The horizontal migration of hammerhead sharks along the southern Brazilian coast, based on their exploitation pattern and considerations about the impact of anchored gillnets activities on these species


  • Jorge Eduardo Kotas CEPSUL
  • Miguel Petrere Jr Universidade do Estado do Amazonas
  • Roberta Aguiar dos Santos CEPSUL
  • Ajax Bustamante CEPSUL
  • Celso Fernandes Lin CEPSUL
  • Antônio Alberto da Silveira Menezes CEPSUL
  • Elizabethe Lobão Veras Micheletti CEPSUL



Incidental catches, elasmobranchs, fishing mortality


Between 1995-2009 hammerhead sharks were sampled from the landings of
the industrial fleets based in the harbours of Itajaí and Navegantes, SC State,
and Ubatuba, SP State, Brazil. In this case, fishing boats which operated with gillnets
longlines and trawls along the southern Brazilian Economic Exclusive Zone and international
adjacent waters were targeted. A total of 2483 and 353 S. lewini and S. zygaena carcasses respectively were sexed, measured and converted to total lengths (LT). Additionally
information about, year, season, latitude/longitude and local depth (m) from the catches,
by fishing category, were obtained.

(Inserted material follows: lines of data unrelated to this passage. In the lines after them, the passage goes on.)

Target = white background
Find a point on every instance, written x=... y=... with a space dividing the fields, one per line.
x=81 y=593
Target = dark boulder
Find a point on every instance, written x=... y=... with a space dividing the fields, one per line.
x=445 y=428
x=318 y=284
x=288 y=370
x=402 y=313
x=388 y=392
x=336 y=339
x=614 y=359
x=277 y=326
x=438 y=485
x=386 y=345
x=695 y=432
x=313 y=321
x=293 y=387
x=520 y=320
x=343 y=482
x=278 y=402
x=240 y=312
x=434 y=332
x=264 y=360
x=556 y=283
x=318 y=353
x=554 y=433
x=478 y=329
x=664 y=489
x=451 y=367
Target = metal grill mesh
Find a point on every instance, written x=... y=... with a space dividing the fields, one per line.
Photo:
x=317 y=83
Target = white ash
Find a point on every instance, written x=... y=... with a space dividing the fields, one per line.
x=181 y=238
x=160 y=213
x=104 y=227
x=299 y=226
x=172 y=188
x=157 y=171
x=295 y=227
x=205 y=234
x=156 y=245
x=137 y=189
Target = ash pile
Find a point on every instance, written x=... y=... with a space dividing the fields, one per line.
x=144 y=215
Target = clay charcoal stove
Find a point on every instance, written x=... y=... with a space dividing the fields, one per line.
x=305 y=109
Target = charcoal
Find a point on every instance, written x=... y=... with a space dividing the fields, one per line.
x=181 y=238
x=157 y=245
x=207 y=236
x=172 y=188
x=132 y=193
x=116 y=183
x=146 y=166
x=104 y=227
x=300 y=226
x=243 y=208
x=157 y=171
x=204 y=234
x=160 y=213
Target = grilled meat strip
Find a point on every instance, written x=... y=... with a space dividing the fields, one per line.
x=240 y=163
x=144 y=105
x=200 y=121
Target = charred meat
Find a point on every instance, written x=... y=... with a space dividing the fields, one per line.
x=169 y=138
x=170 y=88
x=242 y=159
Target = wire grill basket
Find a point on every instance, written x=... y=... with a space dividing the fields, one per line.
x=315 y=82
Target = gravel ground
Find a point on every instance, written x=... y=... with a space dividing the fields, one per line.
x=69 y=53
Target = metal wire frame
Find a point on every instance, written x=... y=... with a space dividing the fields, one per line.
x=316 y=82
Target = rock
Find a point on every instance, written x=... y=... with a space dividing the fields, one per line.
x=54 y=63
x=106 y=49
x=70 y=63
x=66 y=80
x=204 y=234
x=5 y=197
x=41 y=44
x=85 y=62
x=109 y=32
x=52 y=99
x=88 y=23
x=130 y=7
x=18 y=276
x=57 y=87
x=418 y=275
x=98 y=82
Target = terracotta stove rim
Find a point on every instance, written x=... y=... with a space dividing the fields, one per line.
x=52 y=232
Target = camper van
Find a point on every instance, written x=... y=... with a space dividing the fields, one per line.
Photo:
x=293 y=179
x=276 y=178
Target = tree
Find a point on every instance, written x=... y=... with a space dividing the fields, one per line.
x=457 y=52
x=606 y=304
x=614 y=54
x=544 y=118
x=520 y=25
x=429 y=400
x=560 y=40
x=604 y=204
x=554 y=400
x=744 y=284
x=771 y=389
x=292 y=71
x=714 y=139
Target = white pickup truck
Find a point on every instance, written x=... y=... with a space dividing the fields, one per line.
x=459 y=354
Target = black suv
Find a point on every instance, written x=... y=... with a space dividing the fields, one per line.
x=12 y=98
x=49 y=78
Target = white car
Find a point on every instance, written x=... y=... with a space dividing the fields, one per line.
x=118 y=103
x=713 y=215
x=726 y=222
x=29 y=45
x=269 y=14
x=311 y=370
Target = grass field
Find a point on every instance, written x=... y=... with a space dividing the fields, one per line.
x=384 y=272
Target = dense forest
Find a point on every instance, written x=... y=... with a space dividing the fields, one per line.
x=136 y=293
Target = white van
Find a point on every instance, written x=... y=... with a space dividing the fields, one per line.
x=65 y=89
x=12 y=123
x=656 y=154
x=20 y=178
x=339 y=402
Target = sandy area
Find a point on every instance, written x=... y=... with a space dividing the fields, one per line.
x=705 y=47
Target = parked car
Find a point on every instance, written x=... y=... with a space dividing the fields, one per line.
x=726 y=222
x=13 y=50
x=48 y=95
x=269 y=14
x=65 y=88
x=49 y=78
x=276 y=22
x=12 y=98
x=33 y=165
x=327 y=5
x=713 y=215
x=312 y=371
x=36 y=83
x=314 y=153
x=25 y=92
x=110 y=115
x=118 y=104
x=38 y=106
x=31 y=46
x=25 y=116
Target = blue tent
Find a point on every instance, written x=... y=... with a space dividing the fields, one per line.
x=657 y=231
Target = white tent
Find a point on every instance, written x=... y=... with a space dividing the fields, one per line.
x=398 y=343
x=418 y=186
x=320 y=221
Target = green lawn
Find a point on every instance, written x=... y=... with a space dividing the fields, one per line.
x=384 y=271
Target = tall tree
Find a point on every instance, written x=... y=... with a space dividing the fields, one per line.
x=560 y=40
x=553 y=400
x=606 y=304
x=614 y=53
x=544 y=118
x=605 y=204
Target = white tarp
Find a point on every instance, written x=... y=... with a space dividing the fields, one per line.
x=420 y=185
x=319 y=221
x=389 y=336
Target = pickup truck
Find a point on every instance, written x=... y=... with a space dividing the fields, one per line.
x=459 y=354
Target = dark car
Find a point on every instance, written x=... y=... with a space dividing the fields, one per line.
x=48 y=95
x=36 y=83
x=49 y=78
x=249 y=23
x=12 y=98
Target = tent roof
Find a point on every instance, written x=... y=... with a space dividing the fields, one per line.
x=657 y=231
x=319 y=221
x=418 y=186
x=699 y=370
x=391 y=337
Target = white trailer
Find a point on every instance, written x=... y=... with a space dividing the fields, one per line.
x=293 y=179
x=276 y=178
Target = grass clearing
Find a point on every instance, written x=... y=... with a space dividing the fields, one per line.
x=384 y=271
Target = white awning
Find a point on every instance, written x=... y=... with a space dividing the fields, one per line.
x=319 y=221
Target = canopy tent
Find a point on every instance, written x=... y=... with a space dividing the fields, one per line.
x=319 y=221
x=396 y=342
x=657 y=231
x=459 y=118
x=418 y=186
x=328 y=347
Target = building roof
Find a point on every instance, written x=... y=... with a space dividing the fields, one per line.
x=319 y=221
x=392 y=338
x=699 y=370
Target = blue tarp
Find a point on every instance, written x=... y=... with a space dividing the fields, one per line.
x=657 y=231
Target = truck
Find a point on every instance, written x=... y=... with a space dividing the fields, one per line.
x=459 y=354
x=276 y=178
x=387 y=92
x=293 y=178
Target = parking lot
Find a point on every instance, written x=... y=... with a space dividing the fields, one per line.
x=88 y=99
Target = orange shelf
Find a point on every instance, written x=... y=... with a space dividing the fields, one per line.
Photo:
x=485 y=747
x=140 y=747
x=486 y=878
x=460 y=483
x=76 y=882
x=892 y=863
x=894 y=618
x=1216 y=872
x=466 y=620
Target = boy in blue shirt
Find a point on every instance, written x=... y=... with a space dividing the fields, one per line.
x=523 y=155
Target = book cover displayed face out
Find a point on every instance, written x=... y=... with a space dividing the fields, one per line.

During the considered period, intense fishing mortality
over pups was caused by gillnets and trawls operating on shallow waters (≤20m) and over
juveniles along the continental shelf (>20m and ≤200m). Additionally, adults were exploited
by driftnets and longlines along the shelf border and slope (>200m). Therefore,
both hammerhead species are exploited at all life-stages and throughout their migratory circuit.
This includes during their inshore-offshore migration while they are growing from pups
to juveniles and as the offshore-inshore migration of pregnant females to pupping areas in
shallower waters. This apparently unsustainable exploitation pattern, over different size
classes (newborns-juveniles-adults), and the economic pressure caused by the international
fin market, is one of the reasons for population declining of these two species in southern
Brazil. Non fishing zones for the hammerheads, protecting their migratory circuit, which is
driven by their growth pattern and reproduction, are necessary. Additionally, fishing effort
reduction and a control over the international fin market are recommended.